Flash Fiction Story 011: "The Creme Brûlée is Still Caramelizing"

The menu for their last meal was delectable. Chef Henri outdid himself.

For hors d’oeuvre, canapés à l’amiral. The lime juice was especially tart, which only encouraged the Board of Directors of Americans Supporting Sovereignty to drink down their glasses of white Bordeaux. The Board was more interested in the wine, anyway.

After the serving staff cleared away their opening salvos, bowls of cream of barley soup—Henri’s speciality, aside from desert—arrived. Again, each and every member of the Board was more interested in the accompanying Madeira wine.

The seafood course followed and while Henri applied his expected level of exceptional craft to the poached salmon with mousseline sauce, those attending agreed that their regrettable distance from either coast doomed the fish to be merely average. 

Henri regained his footing with the main course. The man did things with a filet mignon that—were cattle aware of their fate in this world—would have viewed their deaths as absolutely worth it.

The last normal moments of The Board’s life came with the arrival of a champagne sorbet to cleanse their palates. Had they known that nothing would be the same after the cheese course, they might have savored the final moments under the protections of polite society. 

The cheese course went…strangely. It should have been their first clue that something was amiss, but they were so completely lost in the hazy afterglow of Henri’s beef that their qualms were never said out loud. They may have also been confused. Not one member of the Board had ever consumed a Ritz cracker with a dollop of Matthew McConaughey Brand Canned Cheese™. Many of them thought it must have been a delicacy from Henri’s native—if completely unknown—country. Others were more concerned that the presentation was more along the lines of an amuse-bouche. 

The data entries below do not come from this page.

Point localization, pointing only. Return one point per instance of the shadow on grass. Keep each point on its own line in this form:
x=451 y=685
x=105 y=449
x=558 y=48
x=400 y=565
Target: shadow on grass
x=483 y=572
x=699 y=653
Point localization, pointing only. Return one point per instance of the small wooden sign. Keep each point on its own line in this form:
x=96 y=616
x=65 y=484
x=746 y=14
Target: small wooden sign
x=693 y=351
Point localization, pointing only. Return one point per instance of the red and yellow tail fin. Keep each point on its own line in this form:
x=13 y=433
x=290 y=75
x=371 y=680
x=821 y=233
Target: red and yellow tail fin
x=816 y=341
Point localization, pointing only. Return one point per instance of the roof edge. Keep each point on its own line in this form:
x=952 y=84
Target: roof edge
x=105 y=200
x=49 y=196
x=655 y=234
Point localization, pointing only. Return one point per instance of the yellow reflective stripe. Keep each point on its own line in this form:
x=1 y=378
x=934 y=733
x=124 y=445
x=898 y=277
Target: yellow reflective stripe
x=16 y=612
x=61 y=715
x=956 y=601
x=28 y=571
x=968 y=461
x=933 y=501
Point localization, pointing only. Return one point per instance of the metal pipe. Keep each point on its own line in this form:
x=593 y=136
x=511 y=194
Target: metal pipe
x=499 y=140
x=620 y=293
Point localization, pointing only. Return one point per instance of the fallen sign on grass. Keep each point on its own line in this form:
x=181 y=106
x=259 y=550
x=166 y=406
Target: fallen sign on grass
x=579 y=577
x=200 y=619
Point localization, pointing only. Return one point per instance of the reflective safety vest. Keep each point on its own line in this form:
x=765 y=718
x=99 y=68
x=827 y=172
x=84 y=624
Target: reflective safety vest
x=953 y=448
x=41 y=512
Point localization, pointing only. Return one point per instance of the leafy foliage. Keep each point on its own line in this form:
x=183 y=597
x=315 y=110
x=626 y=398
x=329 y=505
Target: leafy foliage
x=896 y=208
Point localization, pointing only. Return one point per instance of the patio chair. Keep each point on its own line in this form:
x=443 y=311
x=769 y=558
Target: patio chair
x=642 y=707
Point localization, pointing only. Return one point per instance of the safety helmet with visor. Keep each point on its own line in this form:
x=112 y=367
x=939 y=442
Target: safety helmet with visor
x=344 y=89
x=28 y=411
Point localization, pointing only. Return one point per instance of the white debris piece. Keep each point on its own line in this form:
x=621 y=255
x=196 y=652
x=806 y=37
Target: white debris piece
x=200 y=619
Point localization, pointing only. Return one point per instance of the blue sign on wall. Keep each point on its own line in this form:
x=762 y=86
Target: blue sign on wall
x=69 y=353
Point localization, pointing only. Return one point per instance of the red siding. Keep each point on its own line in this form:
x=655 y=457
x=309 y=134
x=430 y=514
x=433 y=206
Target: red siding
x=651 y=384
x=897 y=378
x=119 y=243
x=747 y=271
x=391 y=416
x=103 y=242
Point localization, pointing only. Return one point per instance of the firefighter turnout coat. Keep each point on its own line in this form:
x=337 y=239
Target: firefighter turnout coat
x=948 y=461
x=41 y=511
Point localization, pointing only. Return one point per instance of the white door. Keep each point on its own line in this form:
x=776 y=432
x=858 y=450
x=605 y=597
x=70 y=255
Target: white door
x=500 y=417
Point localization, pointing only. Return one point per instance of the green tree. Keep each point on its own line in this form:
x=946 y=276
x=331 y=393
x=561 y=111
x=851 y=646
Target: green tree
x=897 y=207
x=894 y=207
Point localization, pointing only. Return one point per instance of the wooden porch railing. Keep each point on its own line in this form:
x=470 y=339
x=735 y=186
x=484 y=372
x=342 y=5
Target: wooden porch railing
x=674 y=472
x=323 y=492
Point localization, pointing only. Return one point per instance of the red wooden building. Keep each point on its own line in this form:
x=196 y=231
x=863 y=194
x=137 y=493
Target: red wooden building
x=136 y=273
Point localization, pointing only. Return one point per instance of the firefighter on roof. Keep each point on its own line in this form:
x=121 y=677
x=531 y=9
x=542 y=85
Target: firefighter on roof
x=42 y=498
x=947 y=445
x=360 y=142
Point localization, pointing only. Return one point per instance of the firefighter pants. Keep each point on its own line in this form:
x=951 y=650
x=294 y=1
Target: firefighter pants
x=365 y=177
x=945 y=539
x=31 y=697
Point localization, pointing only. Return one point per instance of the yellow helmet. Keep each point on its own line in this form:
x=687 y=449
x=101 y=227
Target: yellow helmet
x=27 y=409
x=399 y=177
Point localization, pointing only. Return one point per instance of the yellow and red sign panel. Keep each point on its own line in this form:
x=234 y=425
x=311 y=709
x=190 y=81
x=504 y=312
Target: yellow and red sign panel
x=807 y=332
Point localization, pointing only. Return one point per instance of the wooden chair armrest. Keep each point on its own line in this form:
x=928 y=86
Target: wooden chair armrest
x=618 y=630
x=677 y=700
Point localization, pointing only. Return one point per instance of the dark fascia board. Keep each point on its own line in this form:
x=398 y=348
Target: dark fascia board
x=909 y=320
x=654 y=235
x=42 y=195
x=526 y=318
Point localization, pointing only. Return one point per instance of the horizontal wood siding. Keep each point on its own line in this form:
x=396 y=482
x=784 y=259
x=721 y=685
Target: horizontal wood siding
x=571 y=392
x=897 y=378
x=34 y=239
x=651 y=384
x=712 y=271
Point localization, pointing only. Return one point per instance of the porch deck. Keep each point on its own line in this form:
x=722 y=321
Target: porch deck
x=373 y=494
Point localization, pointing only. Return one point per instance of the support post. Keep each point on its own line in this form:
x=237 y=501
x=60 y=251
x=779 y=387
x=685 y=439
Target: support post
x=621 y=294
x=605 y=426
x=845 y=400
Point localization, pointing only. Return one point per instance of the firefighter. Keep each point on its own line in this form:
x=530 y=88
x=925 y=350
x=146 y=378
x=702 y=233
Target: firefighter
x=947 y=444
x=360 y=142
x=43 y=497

And then came the creme brûlée…

Or, rather the lack of it’s coming. Chef Henri emerged from his kitchen to address his diners. “My apologies for the delay. I pray your appetites will bear the continued wait, but the Creme Brûlée is still caramelizing.”

They were entirely understanding. Art takes time to perfect, and if Chef Henri needed time, then time he would have.

After an hour, people became concerned. The President of the Board might have shuffled into the kitchen to see if there was some manner of emergency, but it would be quite gauche to leave her guests.

Another two hours passed, and the next day officially began. Those assembled were getting restless, but what could they do? While it would have been slightly against etiquette for the President to pop herself into the kitchen, it was an absolute anathema for anyone to leave the festivities before the desert course was served.

Daylight came, and still no sign of Henri or the brûlée. By then, the power structure among the Board began to shift. Had someone called for a vote of no confidence in that moment, surely the President would have lost all of her authority. Still, no one left. The last thing any of them would do is anything that might be considered rude, even if they hadn’t had anything to eat—not a morsel—in nearly twelve hours.

Some of them wanted to leave, but wouldn’t dare. By the second day, their worries turned to dying of starvation, but they should have been able to rest easy. Hunger would not kill them for weeks. Now, their feelings about going hungry were a different matter entirely. 

By dawn on the third day, all hell had broken loose. They were quickly becoming delirious and yet unable to exercise enough free will to leave the party. Old factions within the Board—some of them simmering for decades—had exploded into blood feuds. The Recording Secretary became convinced that the Vice-President had been hoarding a few morsels of Ritz crackers that he had found unpalatable. His death was swift, but there were no Ritz crackers to be found. They had long since stopped wondering why their beloved Chef Henri had left them so heartlessly to their own devices. Was he simply mad? Did he hail from some far flung country that Americans Supporting Sovereignty had denounced with their activities?

Which country did he come from?

Days more passed and as with most violent, bloody conflicts over limited resources, there were few survivors. In the end, money won the fight. The Treasurer looked over the bloody wreck of the party and realized that—according to the group’s bylaws, he was now the President and sole member of the organization.

A modicum of guilt, and more than a little unwillingness to take on the responsibilities of the Presidency forced the Treasurer to ensure that he was not the last survivor of Americans Supporting Sovereignty for long.

Chef Henri refocused himself on the task at hand and caramelized the final ramekin. He didn’t normally dream of the people he cooked for turning on each other in fury and blood, but such fanciful imagining can make the work go by easier. As he turned off the butane torch, he realized the fantasy he had concocted didn’t matter. He fully believed the people he currently served would eventually leave the dinner party, even if he never served the dessert course.

At least, he was pretty sure they would have that much sense. No, if Henri wanted these people dead, he could not rely on them to destroy one another. He would have to get his hands dirty. He wiped some powdered sugar from the tips of his fingers and watched the waiters deliver the final course.